Like so many, Flynn knew Roché’s name after meeting him freshman year. But the biochemistry and forensics major does not consider that first interaction the most significant.
“It’s the second,” he said, “because he remembers everything you said in the first interaction. He remembers your name. Then he asks you how your Chemistry 101 course is going, and then about choir and band. He shows genuine concern for you.
Even more important, Roché adds, “the fact he cares about me, makes me care about others. Alvernia is there to build ethical leaders with moral courage.”
When Melissa Masone Ulmer ’09 got married, Flynn sent a card of congratulations, one she keeps to this day, and an Alvernia baseball hat for her husband, noting he might “need some gear.” When her son was born earlier in 2018, Flynn sent an Alvernia onesie for him.
“He’s seen me grow up,” said Ulmer, 31, assistant director of marketing and student programs at Rowan University who lives in Pitman, New Jersey, and double majored in political science and communications in college. “He has this really genuine way of making each of his interactions seem unique and special. He gets to know you as a person.”
As a student who wrote for The Alvernian, the college’s newspaper, she interviewed Flynn as part of the inauguration coverage.

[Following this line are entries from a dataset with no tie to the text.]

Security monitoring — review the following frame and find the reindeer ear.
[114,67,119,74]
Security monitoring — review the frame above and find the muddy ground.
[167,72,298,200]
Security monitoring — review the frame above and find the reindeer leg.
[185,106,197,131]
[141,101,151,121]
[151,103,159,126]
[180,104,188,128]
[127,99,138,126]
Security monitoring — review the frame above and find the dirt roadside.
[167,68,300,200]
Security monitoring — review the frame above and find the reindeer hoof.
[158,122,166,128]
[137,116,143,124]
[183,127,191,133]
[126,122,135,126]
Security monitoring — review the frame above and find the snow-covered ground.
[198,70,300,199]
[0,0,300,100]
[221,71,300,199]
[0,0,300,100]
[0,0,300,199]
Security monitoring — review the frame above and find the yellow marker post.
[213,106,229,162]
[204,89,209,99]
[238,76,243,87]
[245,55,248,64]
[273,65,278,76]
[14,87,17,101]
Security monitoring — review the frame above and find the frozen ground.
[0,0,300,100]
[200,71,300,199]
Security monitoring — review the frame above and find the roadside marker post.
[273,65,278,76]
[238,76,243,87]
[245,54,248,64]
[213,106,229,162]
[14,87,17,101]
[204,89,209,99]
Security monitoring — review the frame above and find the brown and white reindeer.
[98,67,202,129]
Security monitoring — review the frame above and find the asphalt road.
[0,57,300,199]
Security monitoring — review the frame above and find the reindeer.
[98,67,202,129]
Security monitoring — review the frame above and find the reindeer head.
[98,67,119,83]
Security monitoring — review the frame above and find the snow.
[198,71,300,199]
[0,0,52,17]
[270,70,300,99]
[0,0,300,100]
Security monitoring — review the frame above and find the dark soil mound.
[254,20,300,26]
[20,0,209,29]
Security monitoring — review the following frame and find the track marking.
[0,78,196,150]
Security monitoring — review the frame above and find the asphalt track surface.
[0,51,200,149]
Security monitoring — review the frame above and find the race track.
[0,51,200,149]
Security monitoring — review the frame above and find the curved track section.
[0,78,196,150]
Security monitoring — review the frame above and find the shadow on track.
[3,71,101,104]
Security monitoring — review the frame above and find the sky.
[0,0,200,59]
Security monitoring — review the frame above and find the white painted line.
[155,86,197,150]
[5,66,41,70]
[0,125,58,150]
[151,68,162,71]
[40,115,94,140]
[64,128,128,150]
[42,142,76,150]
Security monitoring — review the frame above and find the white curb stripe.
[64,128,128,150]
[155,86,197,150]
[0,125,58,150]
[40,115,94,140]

“I got to spend some good time with him,” she said. “He has a welcoming, warm demeanor. I find him so endearing.”
After graduation, Ulmer moved to the Washington, D.C., area to pursue a master’s in strategic communication at George Mason University, and helped found Alvernia’s D.C. alumni chapter. Flynn often had dinner with alums whenever he visited the area—visits that were like reconnecting with a “long lost friend,” she said.
That type of engagement, she said, keeps alumni tied to Alvernia. “For a lot of us young alumni, the institution has gone through so many changes and growth,” said Ulmer, who’s involved with the Alumni Association. “But when you have something that stays consistent, it allows you to hold on to that little piece of comfort.
“And for a lot of people,” Ulmer said, “Dr. Flynn has been that little piece of comfort.”